AFTER MAKING an arrest, a law enforcement agency typically runs a suspect’s name through a national database to check if he is wanted for another crime or in another jurisdiction. Makes sense. So why are states and municipalities balking at checking an alleged offender’s immigration status through the federal Secure Communities program?
Secure Communities was started during the Bush administration and expanded under President Obama as a means to help law enforcers determine whether arrestees are wanted for immigration violations. Some 1,000 jurisdictions in 38 states use the program. Some, including the District, have resisted, arguing that the program could lead to racial and ethnic profiling and scare immigrants from cooperating with police.
Those concerns are legitimate when it comes to a federal program that deputizes local officers to be immigration snoops; that would pave the way for officials to harass those whose only offense is that they look foreign-born.
Secure Communities is something else. It authorizes an immigration check only if someone has been charged. Even then, confirmation of illegal status rightly does not automatically trigger deportation. Immigration and Customs Enforcement (ICE) focuses on those with convictions for serious felonies including violent crimes; it has neither inclination nor resources to deport suspects with otherwise clean records who have been arrested for low-level infractions.

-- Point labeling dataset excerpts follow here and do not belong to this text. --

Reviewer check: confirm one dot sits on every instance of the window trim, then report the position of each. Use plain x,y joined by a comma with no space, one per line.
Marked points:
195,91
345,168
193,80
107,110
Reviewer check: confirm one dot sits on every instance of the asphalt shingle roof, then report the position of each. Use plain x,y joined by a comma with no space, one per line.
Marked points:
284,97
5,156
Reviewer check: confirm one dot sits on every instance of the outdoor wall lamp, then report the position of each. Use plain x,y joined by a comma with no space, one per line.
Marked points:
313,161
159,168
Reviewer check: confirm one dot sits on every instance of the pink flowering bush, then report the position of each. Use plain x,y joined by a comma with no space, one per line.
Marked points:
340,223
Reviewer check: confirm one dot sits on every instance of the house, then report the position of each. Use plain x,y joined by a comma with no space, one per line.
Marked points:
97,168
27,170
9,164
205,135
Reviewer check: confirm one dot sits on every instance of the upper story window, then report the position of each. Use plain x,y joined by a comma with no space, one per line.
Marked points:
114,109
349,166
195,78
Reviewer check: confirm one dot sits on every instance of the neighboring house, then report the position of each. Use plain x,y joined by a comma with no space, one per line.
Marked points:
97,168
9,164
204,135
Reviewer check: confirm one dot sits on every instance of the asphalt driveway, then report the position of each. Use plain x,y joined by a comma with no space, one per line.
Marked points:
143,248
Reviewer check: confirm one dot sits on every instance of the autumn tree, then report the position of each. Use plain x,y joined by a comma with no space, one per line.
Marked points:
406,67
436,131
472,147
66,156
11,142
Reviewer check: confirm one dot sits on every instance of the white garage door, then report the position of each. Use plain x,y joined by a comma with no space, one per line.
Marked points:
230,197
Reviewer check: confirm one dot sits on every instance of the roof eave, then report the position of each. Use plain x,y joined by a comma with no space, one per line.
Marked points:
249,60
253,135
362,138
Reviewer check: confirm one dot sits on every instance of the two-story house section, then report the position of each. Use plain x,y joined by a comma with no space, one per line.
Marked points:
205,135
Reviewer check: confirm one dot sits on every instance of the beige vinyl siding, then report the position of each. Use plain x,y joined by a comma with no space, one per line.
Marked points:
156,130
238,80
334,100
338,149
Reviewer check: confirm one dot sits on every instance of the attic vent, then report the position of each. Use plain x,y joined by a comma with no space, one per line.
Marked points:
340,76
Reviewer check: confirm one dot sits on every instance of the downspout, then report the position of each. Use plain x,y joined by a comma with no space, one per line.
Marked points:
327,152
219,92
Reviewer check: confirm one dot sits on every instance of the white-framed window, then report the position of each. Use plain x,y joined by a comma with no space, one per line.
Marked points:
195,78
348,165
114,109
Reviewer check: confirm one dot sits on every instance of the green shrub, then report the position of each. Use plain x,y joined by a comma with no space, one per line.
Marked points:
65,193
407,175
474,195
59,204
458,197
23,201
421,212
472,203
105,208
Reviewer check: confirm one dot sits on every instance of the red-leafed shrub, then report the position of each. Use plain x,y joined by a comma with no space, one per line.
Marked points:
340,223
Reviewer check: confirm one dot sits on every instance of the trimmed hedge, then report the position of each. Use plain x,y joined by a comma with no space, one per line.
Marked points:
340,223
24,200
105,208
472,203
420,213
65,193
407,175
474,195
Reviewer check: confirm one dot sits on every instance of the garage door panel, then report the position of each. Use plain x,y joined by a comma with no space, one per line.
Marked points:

But while making sense in concept, the program has problems in its current form. The Secure Communities database contains only digitized fingerprints taken after 2005. Old-fashioned ink fingerprints are not routinely part of the database, and in some cases individuals who should have at least been given a second look have been released. In one example, an undocumented immigrant sneaked back into the country after being deported in 2003. Because the database did not flag the deportation, the man, believed to be part of the notorious MS-13 gang, was released after spending the night in jail for public drunkenness. He is accused of raping an 8-year-old Fairfax County girl after leaving police custody.
ICE officials say they have redoubled their efforts to make the database comprehensive and to implement other improvements. The efficiency and efficacy of Secure Communities should be probed in congressional hearings, and the agency should be given a realistic but aggressive deadline for fully integrating the database.